Male NFL fans really do have a lot in common. Listen to the announcers at the Super Bowl tomorrow and compare their voices to those of the men on the pre- and post-game shows. Compare them again to the voices of the men around you when they discuss the game. Do you notice anything? I call it the NFL accent, and it afflicts men across America. No matter whether the dude in question is from Dallas, Buffalo, Seattle, Denver, or Miami, no matter what regional accent he brings to the discussion, the NFL accent will shine through and affect his diction in ways that will trump whatever local idioms, colloquialisms, and speech patterns he might otherwise display. Check out the outfits on the announcers, fans, and experts. Have a look at their facial expressions, gestures, and general behavior patterns.
But what about the women? This is, after all, a feminist blog, right?
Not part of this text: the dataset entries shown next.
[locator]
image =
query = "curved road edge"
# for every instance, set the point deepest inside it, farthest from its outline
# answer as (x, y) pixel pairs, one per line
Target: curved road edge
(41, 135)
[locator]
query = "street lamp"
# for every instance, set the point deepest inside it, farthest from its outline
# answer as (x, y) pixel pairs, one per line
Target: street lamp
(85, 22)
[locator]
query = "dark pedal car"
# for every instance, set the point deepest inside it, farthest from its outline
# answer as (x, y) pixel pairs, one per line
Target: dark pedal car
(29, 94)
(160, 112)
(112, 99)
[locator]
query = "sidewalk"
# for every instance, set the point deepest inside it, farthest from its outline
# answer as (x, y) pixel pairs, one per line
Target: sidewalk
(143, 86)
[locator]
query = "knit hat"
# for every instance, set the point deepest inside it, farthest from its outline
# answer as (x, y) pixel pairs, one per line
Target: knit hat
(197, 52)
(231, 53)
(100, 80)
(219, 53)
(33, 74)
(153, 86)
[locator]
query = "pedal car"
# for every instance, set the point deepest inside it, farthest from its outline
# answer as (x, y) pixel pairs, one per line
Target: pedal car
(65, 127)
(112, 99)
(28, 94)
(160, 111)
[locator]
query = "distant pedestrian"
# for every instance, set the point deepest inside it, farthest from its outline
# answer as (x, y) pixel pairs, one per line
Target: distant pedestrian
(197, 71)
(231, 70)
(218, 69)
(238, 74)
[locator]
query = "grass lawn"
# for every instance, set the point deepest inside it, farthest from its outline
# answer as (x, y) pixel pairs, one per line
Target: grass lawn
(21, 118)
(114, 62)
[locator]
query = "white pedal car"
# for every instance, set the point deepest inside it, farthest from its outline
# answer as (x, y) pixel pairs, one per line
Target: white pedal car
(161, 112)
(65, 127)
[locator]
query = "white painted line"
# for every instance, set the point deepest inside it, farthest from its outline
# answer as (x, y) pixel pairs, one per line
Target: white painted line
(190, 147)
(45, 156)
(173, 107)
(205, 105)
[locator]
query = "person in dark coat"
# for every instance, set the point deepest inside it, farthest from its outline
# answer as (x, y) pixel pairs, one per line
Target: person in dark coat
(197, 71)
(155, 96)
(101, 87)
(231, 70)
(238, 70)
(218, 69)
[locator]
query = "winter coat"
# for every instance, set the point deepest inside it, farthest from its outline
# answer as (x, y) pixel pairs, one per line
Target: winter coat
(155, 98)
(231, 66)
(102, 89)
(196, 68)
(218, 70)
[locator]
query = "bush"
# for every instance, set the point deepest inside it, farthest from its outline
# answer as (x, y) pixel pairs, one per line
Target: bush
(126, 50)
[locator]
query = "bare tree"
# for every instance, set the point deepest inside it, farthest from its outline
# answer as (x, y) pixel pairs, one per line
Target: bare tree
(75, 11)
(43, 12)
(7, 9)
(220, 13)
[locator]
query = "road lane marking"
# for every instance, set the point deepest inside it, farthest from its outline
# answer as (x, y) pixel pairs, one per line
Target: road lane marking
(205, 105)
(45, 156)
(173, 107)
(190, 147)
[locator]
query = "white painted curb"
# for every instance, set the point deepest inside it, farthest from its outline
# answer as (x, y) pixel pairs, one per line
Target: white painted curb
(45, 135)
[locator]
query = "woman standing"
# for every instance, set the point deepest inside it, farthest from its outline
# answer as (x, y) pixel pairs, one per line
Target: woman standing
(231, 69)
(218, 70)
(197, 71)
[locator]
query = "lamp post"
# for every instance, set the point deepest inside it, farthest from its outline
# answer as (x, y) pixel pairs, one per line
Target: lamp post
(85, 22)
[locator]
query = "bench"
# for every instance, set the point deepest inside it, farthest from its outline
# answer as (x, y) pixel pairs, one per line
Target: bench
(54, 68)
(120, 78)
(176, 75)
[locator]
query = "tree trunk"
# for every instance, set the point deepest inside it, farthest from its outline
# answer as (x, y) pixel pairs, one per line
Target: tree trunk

Well, check out the women… I mean accessories, and see if you can come up with a schema for describing the way they’re taxonomized in football culture. Are they decorations? Servants? Joke butts? “Team moms”? Surely they aren’t complete humans. I suppose I could get into the misogyny inherent in the culture of the NFL (and sports in general) now, but I think I’ll leave that for when I live-blog the event, the commercials, and the half-time show. You see, I don’t need to bother trying to pull examples out of my small cache of memories of sporting events I’ve had to sit through because I know I’ll be given plenty of examples shortly. I’ll see you at kick-off.